2) Osteoporose e problemas articulares
A queda de estrogênio reduz a densidade óssea com o passar dos anos, aumentando a possibilidade de fraturas. A perda anual de osso pode oscilar entre 0,3% e 0,5% nos primeiros anos após a menopausa, acelerando com o tempo. Além da reposição hormonal, pacientes são orientadas a manter exercícios, abandonar hábitos prejudiciais e investir em cálcio e vitamina D.
Desordens articulares também são mais frequentes nessa fase. A menor disponibilidade de estrogênio favorece inflamação nas articulações, provocando dor em mãos, joelhos e ombros e elevando o risco de artrite e artrose. Fatores anatômicos femininos podem aumentar a vulnerabilidade a lesões no joelho, contribuindo para alterações de alinhamento e condições como condromalácia patelar.
3) Incontinência urinária
A perda de controle urinário, muitas vezes sem aviso, causa impacto físico e social relevante. Médicas ressaltam a importância de comunicar o problema ao médico para definir o tratamento adequado. As opções vão desde fortalecimento muscular e fisioterapia pélvica até eletroestimulação, uso de hormônios locais e, em casos mais graves, cirurgia.
Além do aspecto físico, a secura urovaginal pode tornar a relação sexual desconfortável, reduzindo a libido e dificultando a vida íntima.
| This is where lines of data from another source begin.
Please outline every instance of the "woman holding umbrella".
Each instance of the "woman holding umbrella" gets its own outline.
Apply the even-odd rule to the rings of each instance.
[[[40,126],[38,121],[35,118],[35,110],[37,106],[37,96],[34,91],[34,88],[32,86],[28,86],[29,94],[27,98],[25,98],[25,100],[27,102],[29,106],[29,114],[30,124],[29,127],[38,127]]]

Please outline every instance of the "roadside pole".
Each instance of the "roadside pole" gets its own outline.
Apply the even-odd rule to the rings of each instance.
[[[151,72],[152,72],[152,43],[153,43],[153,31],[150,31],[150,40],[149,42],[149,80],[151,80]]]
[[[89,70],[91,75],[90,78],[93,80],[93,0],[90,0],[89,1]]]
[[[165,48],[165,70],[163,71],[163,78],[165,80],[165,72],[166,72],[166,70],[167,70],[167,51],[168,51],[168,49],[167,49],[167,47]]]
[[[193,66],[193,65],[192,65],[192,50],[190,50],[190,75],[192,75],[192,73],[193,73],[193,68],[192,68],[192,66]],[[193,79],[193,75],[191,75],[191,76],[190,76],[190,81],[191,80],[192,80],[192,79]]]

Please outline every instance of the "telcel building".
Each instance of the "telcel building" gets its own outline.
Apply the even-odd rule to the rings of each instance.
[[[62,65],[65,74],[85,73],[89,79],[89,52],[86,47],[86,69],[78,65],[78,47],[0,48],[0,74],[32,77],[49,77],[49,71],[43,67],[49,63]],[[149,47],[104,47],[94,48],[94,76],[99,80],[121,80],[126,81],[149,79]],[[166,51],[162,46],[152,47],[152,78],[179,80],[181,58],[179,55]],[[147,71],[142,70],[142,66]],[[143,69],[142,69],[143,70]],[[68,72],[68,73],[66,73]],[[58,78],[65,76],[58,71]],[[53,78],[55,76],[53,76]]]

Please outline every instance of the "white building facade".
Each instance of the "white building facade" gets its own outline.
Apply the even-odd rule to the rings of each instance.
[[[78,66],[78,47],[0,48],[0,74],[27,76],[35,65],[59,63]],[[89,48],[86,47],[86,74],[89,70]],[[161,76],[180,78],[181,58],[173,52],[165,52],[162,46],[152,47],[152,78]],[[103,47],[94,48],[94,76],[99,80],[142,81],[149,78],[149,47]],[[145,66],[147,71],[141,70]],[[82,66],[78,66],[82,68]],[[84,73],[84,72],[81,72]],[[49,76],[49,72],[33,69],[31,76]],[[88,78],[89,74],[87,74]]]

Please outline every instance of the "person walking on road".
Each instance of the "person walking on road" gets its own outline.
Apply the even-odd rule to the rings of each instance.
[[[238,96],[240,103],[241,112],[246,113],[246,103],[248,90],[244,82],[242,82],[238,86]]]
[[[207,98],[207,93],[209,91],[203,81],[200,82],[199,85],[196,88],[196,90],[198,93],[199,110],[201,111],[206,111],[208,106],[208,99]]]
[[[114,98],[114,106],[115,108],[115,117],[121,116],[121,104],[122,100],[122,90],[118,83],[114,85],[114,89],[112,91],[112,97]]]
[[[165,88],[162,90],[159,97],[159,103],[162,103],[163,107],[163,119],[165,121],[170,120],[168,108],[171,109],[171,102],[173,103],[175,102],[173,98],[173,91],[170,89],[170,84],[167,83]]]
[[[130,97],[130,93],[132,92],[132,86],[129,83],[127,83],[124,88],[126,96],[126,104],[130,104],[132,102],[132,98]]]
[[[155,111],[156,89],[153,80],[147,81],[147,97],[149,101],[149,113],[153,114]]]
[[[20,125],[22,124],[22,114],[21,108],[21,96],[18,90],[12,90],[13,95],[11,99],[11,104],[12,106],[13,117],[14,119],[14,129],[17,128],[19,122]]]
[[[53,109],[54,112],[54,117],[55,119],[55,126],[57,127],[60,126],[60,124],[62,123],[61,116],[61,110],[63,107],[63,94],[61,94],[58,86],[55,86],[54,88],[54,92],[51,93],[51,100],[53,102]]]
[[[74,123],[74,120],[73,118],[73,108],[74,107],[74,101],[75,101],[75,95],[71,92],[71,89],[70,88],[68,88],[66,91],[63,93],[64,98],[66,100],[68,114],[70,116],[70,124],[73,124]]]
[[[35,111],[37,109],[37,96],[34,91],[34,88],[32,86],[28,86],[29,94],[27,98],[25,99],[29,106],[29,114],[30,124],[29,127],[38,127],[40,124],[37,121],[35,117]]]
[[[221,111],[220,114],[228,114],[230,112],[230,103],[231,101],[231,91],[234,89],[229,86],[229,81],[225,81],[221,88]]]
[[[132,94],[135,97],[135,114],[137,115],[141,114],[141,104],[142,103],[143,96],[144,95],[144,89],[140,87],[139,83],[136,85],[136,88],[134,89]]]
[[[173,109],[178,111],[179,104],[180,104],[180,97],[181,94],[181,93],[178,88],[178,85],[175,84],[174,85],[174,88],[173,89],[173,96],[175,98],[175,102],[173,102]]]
Profissionais orientam que a comunicação com a equipe de saúde é essencial para tratar o sintoma e seus efeitos na vida a dois.
4) Burnout e afastamento profissional
Efeitos da menopausa também se refletem no ambiente de trabalho. Mudanças hormonais podem contribuir para queda de desempenho, sono ruim e episódios de irritabilidade, impactando a concentração. Pesquisas indicam que essas dificuldades podem levar a afastamentos ou mudanças de carreira, gerando discussões sobre apoio corporativo a funcionárias nessa fase.
Gestores e colegas nem sempre entendem as particularidades da menopausa, o que pode resultar em interpretações equivocadas sobre a queda de desempenho. Profissionais destacam a necessidade de políticas de saúde ocupacional que valorizem a experiência feminina sem discriminação.
Reposição hormonal como forma de tratamento
Especialistas enfatizam que o cuidado na menopausa deve envolver uma atuação multidisciplinar. Mudanças no estilo de vida, como prática regular de atividades físicas, alimentação balanceada, controle de peso, redução de álcool e cafeína, além de estratégias de manejo do estresse, são recomendadas. Suplementação de cálcio e vitamina D também ajuda na prevenção da osteoporose.
A terapia de reposição hormonal é ressaltada como uma opção importante para reduzir sintomas climatéricos intensos e melhorar a qualidade de sono. Além disso, médicos costumam orientar a promoção de atividade física, dieta equilibrada e abandono de hábitos prejudiciais para atenuar as complicações a longo prazo.
Por fim, especialistas ressaltam que o tratamento deve ser individualizado, com avaliação médica constante e acompanhamento multidisciplinar para potencializar benefícios e reduzir riscos.